Covenant audit details

• Total Prize Pool: $43,000 in USDC
  • HM awards: up to $38,400 in USDC
    • If no valid Highs or Mediums are found, the HM pool is $0
  • QA awards: $1,600 in USDC
  • Judge awards: $2,500 in USDC
  • Scout awards: $500 in USDC
• Read our guidelines for more details
• Starts October 22, 2025 20:00 UTC
• Ends November 3, 2025 20:00 UTC

❗ Important notes for wardens

1. A coded, runnable PoC is required for all High/Medium submissions to this audit.
   • This repo includes a basic template to run the test suite.
   • PoCs must use the test suite provided in this repo.
   • Your submission will be marked as Insufficient if the POC is not runnable and working with the provided test suite.
   • Exception: PoC is optional (though recommended) for wardens with signal ≥ 0.68.
2. Judging phase risk adjustments (upgrades/downgrades):
   • High- or Medium-risk submissions downgraded by the judge to Low-risk (QA) will be ineligible for awards.
   • Upgrading a Low-risk finding from a QA report to a Medium- or High-risk finding is not supported.
   • As such, wardens are encouraged to select the appropriate risk level carefully during the submission phase.

V12 findings

V12 is Zellic's in-house AI auditing tool. It is the only autonomous Solidity auditor that reliably finds Highs and Criticals. All issues found by V12 will be judged as out of scope and ineligible for awards.

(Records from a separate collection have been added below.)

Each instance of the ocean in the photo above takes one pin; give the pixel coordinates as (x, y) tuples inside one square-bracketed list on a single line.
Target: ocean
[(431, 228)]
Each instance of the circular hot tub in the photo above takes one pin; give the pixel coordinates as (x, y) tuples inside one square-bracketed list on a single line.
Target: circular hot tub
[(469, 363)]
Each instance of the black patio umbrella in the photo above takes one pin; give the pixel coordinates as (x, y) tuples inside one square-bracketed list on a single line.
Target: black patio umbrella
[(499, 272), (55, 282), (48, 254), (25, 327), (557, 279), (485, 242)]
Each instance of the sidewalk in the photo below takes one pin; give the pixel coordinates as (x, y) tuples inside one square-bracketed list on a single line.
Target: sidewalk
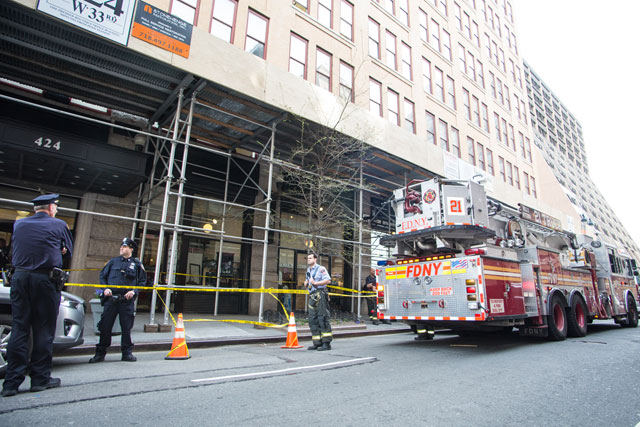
[(200, 334)]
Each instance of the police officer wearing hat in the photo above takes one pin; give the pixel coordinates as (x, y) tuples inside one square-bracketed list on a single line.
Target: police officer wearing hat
[(38, 243), (127, 271)]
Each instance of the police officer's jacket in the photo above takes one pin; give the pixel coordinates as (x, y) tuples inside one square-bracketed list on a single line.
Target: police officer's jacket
[(37, 242), (121, 271)]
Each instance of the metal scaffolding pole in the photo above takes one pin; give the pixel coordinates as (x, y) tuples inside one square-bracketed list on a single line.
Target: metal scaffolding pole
[(165, 205), (178, 212), (360, 240), (224, 217), (266, 222)]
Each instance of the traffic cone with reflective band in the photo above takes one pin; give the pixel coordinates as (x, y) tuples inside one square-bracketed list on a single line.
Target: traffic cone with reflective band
[(179, 350), (292, 334)]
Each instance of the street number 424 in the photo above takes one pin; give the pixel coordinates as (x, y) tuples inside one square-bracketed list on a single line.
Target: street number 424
[(48, 143)]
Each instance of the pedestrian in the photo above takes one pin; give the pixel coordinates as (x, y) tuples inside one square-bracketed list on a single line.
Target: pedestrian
[(38, 242), (370, 286), (128, 272), (319, 318)]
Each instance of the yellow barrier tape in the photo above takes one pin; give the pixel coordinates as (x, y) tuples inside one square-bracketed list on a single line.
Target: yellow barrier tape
[(265, 324)]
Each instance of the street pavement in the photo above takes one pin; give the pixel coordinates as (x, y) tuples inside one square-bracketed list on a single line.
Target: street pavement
[(206, 330)]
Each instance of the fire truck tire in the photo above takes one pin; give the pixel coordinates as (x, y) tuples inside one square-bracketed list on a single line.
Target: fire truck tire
[(577, 318), (557, 319), (632, 315)]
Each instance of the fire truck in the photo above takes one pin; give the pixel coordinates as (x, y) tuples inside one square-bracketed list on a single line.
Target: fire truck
[(469, 263)]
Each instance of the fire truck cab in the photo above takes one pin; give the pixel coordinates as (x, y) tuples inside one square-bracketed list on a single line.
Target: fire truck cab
[(471, 264)]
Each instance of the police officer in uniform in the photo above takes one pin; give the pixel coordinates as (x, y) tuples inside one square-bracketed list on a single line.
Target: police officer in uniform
[(124, 270), (319, 319), (38, 244)]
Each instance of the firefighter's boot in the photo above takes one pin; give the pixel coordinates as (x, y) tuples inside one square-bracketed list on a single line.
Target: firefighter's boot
[(325, 346)]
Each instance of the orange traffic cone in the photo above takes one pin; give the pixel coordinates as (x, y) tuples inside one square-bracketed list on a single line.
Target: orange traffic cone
[(292, 334), (179, 350)]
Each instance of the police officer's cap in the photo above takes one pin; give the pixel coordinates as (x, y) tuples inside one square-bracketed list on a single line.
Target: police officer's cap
[(129, 242), (45, 199)]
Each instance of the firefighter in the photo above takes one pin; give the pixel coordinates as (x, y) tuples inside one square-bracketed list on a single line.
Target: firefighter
[(319, 319)]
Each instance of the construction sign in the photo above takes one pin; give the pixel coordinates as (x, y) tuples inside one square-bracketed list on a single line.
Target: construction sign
[(162, 29)]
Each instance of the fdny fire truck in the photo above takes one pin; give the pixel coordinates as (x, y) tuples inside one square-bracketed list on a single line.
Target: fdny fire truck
[(469, 263)]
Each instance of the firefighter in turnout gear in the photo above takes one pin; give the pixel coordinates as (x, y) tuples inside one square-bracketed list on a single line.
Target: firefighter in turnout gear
[(319, 319)]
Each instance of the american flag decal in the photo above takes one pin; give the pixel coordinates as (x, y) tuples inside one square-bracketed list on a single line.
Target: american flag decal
[(459, 266)]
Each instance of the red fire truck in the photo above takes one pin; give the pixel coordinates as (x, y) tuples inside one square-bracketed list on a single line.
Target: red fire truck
[(472, 264)]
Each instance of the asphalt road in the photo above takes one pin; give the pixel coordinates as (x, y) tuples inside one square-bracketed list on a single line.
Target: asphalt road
[(375, 380)]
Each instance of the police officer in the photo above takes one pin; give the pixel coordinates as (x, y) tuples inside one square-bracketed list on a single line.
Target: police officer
[(319, 319), (124, 270), (38, 243), (370, 286)]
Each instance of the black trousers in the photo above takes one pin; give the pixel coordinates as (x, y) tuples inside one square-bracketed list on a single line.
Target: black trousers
[(371, 307), (319, 317), (113, 308), (34, 307)]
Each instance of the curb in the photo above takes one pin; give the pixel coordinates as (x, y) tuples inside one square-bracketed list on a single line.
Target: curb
[(84, 350)]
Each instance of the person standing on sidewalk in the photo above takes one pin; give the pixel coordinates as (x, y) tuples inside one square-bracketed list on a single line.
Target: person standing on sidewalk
[(370, 286), (123, 270), (319, 318), (38, 244)]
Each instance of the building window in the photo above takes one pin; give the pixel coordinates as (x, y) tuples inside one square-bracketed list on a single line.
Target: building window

V12 findings can be viewed here.

Publicly known issues

Anything included in this section is considered a publicly known issue and is therefore ineligible for awards.

Arbitrage Opportunities

The system behaves like a DEX (where collateral, leverage and yield tokens can be swapped for each other).

We care that there are no arbitrage opportunities (more value taken out than going in) under a circular set of trades upto a 10e20 precision.

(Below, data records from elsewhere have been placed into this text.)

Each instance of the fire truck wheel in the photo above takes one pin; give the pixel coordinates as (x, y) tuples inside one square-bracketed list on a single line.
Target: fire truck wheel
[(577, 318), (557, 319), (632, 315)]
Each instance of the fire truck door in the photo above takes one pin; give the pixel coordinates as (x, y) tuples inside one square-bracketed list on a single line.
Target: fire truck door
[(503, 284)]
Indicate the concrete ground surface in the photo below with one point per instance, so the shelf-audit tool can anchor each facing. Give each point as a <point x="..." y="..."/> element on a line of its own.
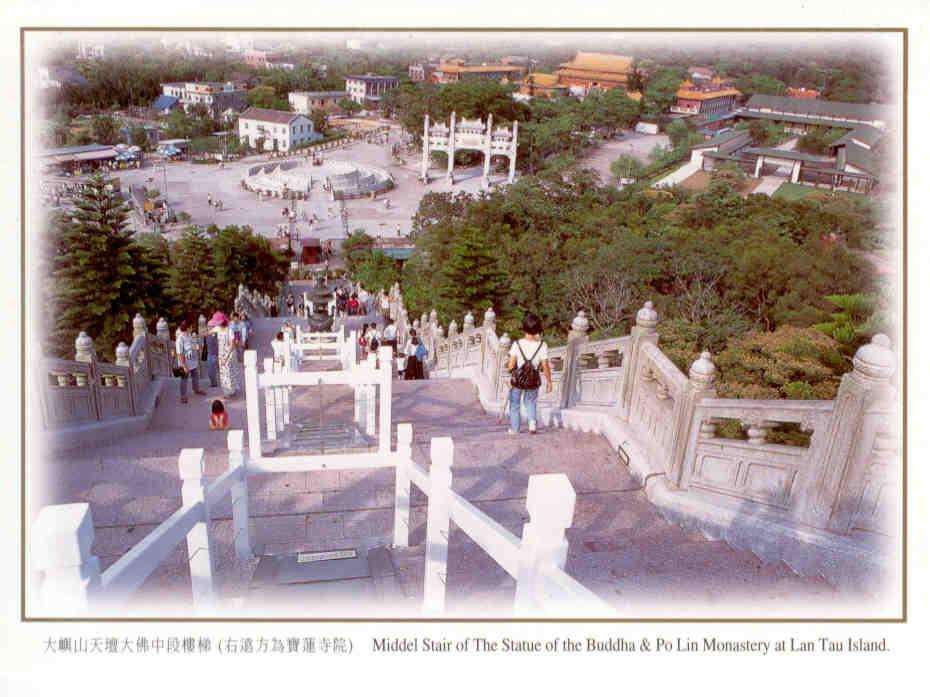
<point x="628" y="143"/>
<point x="620" y="546"/>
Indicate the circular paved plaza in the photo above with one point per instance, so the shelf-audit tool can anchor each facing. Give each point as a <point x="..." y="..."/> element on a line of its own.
<point x="188" y="187"/>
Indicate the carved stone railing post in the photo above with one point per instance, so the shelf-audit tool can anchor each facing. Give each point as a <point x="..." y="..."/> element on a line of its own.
<point x="700" y="385"/>
<point x="191" y="468"/>
<point x="831" y="495"/>
<point x="84" y="349"/>
<point x="239" y="493"/>
<point x="402" y="485"/>
<point x="550" y="500"/>
<point x="62" y="537"/>
<point x="577" y="336"/>
<point x="161" y="329"/>
<point x="122" y="354"/>
<point x="437" y="526"/>
<point x="642" y="333"/>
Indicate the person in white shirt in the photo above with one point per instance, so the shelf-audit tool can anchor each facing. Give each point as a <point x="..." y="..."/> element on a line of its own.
<point x="187" y="355"/>
<point x="390" y="335"/>
<point x="524" y="385"/>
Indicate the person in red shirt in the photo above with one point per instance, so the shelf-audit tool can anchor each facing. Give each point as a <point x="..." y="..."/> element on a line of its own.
<point x="219" y="418"/>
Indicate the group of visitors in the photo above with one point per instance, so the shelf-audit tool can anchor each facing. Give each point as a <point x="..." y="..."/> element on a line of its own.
<point x="222" y="349"/>
<point x="411" y="361"/>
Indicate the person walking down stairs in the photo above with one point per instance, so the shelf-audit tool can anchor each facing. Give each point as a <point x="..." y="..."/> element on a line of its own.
<point x="528" y="356"/>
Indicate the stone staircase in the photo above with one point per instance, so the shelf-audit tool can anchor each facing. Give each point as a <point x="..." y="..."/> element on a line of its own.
<point x="620" y="545"/>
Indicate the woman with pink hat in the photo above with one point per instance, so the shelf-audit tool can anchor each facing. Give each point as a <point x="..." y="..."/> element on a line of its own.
<point x="226" y="354"/>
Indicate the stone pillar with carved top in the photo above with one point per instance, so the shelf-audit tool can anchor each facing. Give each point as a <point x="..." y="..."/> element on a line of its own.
<point x="643" y="332"/>
<point x="830" y="496"/>
<point x="577" y="336"/>
<point x="700" y="385"/>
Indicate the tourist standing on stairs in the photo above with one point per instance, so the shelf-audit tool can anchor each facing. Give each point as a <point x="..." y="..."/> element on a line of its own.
<point x="385" y="306"/>
<point x="528" y="356"/>
<point x="212" y="354"/>
<point x="390" y="335"/>
<point x="187" y="360"/>
<point x="229" y="361"/>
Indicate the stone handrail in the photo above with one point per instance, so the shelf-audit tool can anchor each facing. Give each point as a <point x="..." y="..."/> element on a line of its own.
<point x="664" y="422"/>
<point x="88" y="390"/>
<point x="62" y="536"/>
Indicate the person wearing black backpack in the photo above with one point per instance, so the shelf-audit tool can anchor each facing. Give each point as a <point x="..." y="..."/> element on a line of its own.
<point x="528" y="356"/>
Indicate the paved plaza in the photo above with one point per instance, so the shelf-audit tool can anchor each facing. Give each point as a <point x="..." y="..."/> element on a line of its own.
<point x="620" y="546"/>
<point x="187" y="187"/>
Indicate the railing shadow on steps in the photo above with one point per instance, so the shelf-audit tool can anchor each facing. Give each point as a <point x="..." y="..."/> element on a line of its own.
<point x="663" y="425"/>
<point x="72" y="585"/>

However, we are ok if value_out is bigger than value_in for smaller amounts (e.g, if 10e21 of a token goes in, then 10e21 + 1 can come out).

Administrative Risks

Admin risks (if admin is taken over, or if admin misconfigures oracles / latentswap limits, etc) are out of scope.

Fee Handling

The protocol is ok with small miscalculations or underaccruals of fees (that are in favour of the protocol instead of the users). Specifically, there are design choices to accrue small amounts probabilistically that could be manipulated by validators, but we chose to accept this risk. Fees that accrue for users are in scope.

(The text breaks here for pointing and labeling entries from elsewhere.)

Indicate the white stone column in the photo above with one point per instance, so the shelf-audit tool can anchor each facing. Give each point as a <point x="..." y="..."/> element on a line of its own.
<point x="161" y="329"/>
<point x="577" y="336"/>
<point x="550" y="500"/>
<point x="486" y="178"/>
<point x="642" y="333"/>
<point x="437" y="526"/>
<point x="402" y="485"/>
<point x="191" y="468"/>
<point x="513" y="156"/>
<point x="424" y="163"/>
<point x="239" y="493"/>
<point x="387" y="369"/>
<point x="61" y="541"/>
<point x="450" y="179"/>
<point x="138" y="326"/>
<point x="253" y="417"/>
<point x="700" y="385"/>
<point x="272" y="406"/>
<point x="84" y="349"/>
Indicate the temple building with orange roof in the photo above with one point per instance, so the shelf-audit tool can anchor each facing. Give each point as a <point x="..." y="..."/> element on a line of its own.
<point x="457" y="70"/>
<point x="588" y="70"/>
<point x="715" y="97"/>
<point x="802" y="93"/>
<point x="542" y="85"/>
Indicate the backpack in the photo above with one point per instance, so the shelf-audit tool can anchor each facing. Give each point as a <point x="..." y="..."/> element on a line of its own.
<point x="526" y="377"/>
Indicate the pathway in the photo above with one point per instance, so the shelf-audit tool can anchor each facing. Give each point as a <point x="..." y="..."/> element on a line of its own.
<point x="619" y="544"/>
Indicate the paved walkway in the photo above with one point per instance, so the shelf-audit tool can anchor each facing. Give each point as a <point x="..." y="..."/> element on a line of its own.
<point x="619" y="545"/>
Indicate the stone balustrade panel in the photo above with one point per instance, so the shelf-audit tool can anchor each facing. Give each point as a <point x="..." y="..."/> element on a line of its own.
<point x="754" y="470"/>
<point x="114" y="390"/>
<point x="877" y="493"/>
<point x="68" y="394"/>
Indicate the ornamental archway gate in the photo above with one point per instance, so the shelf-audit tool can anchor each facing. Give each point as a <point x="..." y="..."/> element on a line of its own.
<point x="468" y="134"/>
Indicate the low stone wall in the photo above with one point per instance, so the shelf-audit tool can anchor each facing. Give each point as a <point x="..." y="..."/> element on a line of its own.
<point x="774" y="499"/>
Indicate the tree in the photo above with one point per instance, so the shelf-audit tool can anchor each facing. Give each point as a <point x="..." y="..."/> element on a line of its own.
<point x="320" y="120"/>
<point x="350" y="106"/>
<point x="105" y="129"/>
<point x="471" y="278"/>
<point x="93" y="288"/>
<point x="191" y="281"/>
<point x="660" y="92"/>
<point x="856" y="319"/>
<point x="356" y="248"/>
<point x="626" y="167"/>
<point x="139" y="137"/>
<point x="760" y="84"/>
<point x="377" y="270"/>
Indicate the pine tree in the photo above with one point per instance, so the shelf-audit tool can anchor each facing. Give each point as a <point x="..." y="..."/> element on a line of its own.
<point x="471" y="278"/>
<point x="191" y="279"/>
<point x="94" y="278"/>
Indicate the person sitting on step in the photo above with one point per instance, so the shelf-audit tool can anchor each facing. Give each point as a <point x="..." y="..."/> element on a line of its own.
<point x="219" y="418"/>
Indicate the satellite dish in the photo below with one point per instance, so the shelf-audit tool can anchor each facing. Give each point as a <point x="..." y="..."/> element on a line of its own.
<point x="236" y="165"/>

There are some edge cases for the last user leaving a market where fees can be front-run. As documented in code, this risk is out scope.

Covenant + LatentSwap Governance

Once a market is created, the only thing governance can do is pause/unpause the market, and change mint/redeem caps. The risk that governance keys are compromised and markets are paused (and held hostage) is out of scope, or the risk that caps are removed.

The risk of governances keys being compromised and potential consequences of incorrect or fraudulent governance actions is out of scope. This includes invalid actions by governance (e.g. creating a market with a non-working oracle, etc).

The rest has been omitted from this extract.